Reputation: 245
I've written a beautifulsoup script that scrapes Japanese HTML. Everything seems to be working and I get zero error messages. When I print I get:
連鎖に打ち勝たねばならない」と述べ拍手を浴び etc
But in the same script, when I save the output in a csv I get:
\u5ddd\u3001\u6ce2\u4f50\u5834\uff13\u7279\u6d3e\u54e1\u304c\u8a71\u3057\u5408 etc
I assume the problem is in the write-to-csv part of the code, but I can't figure out what to do.
Here's the code:
def processData( pageFile ):
f = open(pageFile, "r")
page = f.read()
f.close()
soup = BeautifulSoup(page, 'html.parser')

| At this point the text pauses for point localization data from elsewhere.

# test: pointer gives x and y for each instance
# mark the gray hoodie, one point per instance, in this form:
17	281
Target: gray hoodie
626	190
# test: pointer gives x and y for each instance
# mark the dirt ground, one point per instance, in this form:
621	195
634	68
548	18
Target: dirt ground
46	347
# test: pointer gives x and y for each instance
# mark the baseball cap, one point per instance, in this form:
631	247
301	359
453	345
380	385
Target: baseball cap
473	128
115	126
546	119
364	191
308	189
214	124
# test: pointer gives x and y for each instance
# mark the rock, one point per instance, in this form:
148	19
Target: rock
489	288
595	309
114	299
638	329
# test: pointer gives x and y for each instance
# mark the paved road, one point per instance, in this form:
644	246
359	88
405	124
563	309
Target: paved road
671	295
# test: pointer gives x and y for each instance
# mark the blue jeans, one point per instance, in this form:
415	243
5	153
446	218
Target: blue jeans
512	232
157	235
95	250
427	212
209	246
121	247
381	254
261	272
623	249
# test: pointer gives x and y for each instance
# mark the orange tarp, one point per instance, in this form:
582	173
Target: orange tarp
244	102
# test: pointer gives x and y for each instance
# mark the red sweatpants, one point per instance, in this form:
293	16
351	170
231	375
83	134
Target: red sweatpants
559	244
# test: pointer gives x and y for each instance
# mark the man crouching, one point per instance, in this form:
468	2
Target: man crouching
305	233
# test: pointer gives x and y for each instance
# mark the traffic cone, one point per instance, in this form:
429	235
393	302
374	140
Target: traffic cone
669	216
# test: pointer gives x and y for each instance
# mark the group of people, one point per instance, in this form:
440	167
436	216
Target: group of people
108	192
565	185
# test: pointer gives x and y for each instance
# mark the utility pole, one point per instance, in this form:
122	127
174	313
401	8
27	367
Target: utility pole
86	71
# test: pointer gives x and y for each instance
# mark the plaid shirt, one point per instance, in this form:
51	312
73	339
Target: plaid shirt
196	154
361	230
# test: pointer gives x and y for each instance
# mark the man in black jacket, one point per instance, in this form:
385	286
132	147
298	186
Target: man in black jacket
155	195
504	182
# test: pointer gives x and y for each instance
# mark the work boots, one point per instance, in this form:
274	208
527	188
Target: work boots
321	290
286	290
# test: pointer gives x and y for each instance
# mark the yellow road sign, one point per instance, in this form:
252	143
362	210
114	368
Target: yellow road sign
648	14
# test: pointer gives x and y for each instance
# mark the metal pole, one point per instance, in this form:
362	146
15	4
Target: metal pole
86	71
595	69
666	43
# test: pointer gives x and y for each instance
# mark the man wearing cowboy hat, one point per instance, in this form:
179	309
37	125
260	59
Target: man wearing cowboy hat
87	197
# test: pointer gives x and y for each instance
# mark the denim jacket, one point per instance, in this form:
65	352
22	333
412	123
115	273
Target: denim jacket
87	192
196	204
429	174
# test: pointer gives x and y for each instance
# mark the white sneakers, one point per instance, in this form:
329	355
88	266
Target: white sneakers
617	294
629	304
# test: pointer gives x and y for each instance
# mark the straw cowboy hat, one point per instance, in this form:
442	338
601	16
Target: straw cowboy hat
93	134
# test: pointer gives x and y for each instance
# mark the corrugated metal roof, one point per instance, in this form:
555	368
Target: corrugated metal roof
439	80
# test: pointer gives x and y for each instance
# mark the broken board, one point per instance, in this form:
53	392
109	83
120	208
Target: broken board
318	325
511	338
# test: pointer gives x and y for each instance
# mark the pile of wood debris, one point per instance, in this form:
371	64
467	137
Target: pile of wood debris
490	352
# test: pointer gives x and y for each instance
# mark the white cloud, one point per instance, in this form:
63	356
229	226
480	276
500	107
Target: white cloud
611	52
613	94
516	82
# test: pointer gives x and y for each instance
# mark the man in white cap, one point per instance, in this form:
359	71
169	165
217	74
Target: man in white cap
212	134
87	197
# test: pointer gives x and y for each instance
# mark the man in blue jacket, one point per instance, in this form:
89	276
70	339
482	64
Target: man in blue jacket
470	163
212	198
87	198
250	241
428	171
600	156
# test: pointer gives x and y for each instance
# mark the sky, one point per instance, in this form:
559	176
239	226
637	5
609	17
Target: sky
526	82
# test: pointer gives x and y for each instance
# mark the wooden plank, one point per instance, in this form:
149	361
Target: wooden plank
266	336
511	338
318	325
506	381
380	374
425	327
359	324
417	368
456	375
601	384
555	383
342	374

metaData = soup.find_all("div", {'class': 'detail001'})
one = [ ]
for html in metaData:
text = BeautifulSoup(str(html).strip().replace("\n", ""),features="html.parser")
text = text.get_text()
one.append(text.strip())
csvfile = open(dir2 + ".csv".encode("utf-8"), 'ab')
writer = csv.writer(csvfile)
for ones in zip(one):
writer.writerow([one])
csvfile.close()
dir1 = "/home/sveisa/"
dir2 = "test2"
dir = dir1 + dir2
csvFile = dir2 + ".csv"
csvfile = open(csvFile.encode("utf-8"), 'w')
writer = csv.writer(csvfile)
writer.writerow(["one"])
csvfile.close()
fileList = os.listdir(dir)
totalLen = len(fileList)
for htmlFile in fileList:
path = os.path.join(dir, htmlFile)
processData(path)
I'm using Ubuntu.
Upvotes: 2
Views: 426
Reputation: 11515
It's about the encoding=
which need to be assigned to your csv
as the following:
with open("data.csv", 'w', encoding="UTF-8") as f:
writer = csv.writer(f)
writer.writerow(
"\u5ddd\u3001\u6ce2\u4f50\u5834\uff13\u7279\u6d3e\u54e1\u304c\u8a71\u3057\u5408")
Output Content:
川、波佐場3特派員が話し合
Upvotes: 3